Greenwashing Label Hurts

Many firms with green initiatives find that they're damned if they do go green and damned they don't, according to Kristina Skierka of Bite Communications' clean-tech practice, an expert in green marketing.

"The challenge for some companies with a green message is avoiding being criticized for what they are not doing," Skierka says.

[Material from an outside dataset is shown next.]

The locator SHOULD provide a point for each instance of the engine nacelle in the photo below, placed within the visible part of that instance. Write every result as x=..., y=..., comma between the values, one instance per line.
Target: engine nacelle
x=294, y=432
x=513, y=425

Though some companies are legitimately criticized for pretending to embrace environmentally responsible behavior, she says, some well-intentioned companies end up being unfairly labeled as "greenwashers"--eco-phonies who conceal environmentally unfriendly practices beneath a veneer of Earth-friendly rhetoric.

In Skierka's view, fear of being labeled a greenwasher prevents many comfpanies from pursuing their environmentally beneficial business practices more aggressively and visibly.

For its part, Nintendo recycles 70 percent of its waste and has created "green procurement standards" that prevent vendors from using banned substances such as lead and mercury.

Apple says that it has significantly reduced the amount of toxins in its computers (an achievement Greenpeace acknowledges) and that it sponsors an aggressive component recycling program.

Microsoft--along with Dell, Google, IBM, and Intel--formed the Climate Savers Computing Initiative (CSCI), which works with the Environmental Protection Agency, the World Wildlife Fund, and other organizations to tackle the problem of global warming.

Greenpeace's biggest beef with Microsoft and Nintendo involves the game consoles the two companies sell. The ecology organization says that both companies continue to use too many hazardous substances in manufacturing the consoles and don't have adequate takeback and recycling programs for obsolete models.